Some NATO countries “are concerned loss of human control“, as one of the sources claims. – Changes are taking place at a pace that I wouldn't even understand four years ago – reveals the interlocutor.
In many cases, the problem with computerized target databases comes less from the computers themselves than from the people who operate them. — Artificial intelligence can improve the work of a good intelligence officer and help reduce collateral damage, says an Israeli source.
However, if an intelligence officer is just trying to find more targets and doesn't care who gets hurt, AI will help him generate those targets.
Failure to re-verify targets may have been a factor in the attack on the Minaba girls' school. As humans become inundated with more and more computer-generated targets – allowing many more attacks to be carried out per day – minimizing risks of such disasters will be an increasing challenge.

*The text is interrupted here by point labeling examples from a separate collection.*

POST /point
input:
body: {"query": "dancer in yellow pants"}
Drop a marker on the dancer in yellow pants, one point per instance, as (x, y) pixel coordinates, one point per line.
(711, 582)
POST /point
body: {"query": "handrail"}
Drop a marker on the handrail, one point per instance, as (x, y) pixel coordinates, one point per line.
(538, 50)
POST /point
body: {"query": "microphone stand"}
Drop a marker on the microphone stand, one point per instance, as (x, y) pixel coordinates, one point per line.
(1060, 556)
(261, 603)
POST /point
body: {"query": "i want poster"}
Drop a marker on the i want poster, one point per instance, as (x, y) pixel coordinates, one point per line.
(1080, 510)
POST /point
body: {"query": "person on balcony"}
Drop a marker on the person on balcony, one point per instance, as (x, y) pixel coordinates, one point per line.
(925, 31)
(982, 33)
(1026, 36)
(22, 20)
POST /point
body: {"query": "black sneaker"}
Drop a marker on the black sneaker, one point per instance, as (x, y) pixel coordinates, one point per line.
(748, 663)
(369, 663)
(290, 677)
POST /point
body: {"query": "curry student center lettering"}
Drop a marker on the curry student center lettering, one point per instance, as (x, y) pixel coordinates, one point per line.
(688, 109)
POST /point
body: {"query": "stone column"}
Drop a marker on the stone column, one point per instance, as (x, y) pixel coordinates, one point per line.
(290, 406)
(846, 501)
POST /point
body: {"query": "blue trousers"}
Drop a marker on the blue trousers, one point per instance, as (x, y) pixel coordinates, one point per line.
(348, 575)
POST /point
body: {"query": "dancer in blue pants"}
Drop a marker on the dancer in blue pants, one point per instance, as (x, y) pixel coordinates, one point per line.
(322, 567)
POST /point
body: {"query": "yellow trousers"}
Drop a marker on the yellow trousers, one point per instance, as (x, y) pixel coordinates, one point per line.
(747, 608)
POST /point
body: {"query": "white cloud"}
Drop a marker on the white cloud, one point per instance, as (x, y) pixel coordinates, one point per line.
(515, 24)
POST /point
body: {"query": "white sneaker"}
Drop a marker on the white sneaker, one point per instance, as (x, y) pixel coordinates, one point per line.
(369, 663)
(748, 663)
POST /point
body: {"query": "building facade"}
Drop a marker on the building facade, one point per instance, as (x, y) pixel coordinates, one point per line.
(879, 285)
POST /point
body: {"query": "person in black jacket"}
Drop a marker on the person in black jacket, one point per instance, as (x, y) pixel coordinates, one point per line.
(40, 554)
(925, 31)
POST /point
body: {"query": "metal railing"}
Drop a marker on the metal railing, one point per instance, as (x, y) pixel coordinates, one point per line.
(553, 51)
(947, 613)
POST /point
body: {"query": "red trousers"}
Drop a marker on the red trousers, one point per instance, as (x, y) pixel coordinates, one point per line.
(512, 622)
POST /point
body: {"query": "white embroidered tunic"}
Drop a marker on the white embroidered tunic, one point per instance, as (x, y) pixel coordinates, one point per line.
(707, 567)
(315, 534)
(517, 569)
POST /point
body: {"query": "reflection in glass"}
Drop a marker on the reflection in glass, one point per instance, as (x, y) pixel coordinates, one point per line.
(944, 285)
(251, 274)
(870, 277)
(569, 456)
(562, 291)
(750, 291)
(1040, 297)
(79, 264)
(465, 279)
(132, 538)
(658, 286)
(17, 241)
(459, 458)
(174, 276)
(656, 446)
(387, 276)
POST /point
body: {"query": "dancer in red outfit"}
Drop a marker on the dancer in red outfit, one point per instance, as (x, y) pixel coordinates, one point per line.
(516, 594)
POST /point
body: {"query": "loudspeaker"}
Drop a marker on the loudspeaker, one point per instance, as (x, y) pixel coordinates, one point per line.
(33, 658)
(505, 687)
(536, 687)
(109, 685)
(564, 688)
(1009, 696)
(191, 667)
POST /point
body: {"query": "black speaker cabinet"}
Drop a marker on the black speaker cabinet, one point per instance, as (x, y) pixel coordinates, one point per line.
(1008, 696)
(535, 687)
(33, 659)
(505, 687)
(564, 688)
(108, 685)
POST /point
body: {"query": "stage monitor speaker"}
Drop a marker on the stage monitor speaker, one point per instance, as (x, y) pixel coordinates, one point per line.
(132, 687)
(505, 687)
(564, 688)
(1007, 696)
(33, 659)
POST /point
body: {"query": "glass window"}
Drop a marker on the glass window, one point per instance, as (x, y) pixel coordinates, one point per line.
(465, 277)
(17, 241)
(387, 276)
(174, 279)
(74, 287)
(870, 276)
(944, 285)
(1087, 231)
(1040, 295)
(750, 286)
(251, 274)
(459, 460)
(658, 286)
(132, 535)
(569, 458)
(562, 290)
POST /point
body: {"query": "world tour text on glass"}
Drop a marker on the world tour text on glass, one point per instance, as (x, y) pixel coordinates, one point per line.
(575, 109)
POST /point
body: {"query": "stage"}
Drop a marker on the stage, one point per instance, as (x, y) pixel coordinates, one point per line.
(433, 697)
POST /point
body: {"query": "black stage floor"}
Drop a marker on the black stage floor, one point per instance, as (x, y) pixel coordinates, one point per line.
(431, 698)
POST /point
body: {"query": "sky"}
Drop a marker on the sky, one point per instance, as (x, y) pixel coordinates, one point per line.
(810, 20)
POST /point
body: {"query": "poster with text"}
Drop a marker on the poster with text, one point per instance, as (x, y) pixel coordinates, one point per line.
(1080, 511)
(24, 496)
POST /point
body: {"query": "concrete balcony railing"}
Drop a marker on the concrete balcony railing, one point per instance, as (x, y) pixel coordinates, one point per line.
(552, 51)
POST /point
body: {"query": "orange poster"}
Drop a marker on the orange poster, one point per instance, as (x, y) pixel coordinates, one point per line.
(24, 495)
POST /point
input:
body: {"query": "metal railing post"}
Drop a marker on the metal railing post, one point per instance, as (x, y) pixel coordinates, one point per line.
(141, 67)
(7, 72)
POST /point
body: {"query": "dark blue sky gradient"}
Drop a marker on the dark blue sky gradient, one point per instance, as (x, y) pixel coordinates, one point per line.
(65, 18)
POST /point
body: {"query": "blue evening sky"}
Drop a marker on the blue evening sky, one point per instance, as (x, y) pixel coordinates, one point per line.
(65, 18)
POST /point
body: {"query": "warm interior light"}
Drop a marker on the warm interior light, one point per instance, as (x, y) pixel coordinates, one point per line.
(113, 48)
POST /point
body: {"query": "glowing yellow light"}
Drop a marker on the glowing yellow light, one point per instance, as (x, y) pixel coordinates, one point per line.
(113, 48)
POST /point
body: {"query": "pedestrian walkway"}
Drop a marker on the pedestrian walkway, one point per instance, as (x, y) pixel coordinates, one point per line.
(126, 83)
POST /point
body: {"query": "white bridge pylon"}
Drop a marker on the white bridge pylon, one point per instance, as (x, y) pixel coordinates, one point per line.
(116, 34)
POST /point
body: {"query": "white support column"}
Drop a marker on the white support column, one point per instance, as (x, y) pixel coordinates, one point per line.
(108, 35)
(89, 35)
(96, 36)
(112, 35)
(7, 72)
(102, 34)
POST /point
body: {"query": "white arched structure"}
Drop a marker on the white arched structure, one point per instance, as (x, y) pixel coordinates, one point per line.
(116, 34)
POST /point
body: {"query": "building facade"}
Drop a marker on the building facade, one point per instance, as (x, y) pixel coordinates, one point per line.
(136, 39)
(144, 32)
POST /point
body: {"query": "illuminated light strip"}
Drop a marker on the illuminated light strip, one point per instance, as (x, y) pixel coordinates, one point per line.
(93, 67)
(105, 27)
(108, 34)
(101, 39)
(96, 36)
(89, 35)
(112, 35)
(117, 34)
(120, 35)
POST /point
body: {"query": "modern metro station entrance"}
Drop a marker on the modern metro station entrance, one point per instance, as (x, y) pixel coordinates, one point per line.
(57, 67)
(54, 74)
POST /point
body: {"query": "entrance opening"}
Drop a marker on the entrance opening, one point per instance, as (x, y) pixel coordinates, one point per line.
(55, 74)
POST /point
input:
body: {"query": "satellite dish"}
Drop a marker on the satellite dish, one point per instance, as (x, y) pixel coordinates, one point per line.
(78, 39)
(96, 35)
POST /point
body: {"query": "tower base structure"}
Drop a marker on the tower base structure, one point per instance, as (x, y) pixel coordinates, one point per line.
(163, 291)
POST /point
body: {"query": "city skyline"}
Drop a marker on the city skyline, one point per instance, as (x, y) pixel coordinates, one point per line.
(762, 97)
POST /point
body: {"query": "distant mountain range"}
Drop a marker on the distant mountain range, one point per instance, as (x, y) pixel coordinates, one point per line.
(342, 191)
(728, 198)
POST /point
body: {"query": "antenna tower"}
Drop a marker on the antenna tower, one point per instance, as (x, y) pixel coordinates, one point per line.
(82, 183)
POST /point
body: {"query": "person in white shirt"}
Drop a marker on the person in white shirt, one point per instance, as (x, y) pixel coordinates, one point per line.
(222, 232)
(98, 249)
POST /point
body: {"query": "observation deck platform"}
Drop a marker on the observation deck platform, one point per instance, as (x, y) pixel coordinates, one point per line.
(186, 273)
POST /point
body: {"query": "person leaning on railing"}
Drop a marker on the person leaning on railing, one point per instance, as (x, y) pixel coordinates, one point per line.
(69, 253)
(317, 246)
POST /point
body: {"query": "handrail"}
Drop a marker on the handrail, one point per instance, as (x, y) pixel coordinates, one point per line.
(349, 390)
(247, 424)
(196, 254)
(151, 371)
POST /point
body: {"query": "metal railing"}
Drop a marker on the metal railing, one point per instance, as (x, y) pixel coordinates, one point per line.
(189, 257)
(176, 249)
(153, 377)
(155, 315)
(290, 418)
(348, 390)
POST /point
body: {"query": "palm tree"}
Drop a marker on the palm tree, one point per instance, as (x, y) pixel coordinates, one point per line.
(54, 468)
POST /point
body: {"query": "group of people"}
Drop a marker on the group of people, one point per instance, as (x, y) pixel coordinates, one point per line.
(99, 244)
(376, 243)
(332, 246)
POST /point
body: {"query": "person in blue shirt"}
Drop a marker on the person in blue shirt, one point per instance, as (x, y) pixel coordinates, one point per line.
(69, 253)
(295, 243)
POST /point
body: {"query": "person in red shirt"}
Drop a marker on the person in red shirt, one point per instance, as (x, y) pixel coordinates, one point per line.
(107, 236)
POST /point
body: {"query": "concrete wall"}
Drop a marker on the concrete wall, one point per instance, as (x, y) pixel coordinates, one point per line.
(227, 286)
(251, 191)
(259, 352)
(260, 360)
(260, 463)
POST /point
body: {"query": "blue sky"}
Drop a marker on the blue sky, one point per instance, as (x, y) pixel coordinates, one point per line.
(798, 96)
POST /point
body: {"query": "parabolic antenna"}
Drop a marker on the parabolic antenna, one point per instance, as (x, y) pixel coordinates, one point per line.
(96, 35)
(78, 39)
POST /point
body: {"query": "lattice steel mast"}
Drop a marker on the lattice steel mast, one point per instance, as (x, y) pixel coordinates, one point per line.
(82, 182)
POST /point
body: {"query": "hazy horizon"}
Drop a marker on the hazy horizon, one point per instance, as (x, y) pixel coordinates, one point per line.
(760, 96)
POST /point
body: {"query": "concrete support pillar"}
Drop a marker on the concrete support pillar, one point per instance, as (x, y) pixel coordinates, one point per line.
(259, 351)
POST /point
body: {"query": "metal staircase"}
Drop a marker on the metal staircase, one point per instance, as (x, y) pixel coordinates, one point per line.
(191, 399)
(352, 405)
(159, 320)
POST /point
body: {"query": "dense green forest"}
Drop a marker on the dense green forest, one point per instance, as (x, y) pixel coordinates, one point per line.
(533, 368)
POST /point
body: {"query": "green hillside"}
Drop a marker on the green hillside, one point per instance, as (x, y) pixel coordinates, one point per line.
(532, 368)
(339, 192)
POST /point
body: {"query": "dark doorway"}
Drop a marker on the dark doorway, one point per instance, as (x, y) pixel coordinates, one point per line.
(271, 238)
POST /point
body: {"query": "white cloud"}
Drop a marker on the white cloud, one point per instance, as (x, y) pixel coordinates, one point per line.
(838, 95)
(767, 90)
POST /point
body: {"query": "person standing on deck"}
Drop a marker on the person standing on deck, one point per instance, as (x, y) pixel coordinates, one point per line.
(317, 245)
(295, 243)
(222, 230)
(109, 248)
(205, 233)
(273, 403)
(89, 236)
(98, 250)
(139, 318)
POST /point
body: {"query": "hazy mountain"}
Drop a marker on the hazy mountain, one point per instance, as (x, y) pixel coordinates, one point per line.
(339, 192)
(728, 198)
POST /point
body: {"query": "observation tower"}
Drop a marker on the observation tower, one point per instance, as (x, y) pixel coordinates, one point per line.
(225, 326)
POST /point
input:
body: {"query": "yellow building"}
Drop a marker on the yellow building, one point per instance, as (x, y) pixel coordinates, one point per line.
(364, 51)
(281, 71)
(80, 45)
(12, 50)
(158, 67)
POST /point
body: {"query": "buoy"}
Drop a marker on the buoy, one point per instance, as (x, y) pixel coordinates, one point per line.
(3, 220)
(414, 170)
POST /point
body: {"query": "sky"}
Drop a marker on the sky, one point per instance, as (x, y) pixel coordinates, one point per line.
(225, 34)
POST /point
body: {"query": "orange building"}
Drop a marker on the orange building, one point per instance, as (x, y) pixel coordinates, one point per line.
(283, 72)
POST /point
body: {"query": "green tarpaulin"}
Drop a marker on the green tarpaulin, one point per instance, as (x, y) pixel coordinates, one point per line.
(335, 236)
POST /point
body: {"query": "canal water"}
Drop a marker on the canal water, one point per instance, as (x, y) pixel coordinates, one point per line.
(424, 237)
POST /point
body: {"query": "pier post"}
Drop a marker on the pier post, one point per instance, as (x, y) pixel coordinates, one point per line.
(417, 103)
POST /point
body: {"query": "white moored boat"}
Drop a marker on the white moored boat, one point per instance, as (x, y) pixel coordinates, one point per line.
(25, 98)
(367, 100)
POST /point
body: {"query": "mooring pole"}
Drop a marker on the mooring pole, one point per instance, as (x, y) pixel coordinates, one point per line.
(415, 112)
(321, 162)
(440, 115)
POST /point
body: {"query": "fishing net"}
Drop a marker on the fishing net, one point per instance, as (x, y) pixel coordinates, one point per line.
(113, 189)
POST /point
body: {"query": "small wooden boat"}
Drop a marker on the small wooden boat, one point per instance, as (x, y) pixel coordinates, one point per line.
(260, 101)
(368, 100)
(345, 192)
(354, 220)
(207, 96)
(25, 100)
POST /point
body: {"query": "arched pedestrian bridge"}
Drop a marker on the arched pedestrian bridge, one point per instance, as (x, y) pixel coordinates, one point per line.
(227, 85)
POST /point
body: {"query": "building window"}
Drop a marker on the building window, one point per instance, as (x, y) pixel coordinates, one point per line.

CENTCOM's civil claims team now has a third of its pre-Hegseth staff. The greatest losses were suffered by people involved in planning and working in the so-called shock cells. Such workers can help understand how changes across Iran are making goals like the Minab school obsolete.
“The more we do on the planning side, the less we have to worry about places like Minab,” one official said. On March 8, U.S. Central Command said Iranians should stay home to avoid death and accused Iran's leaders of endangering civilians by placing weapons in built-up areas. The regime, CENTCOM says, has “a blatant disregard for the safety of innocent people.”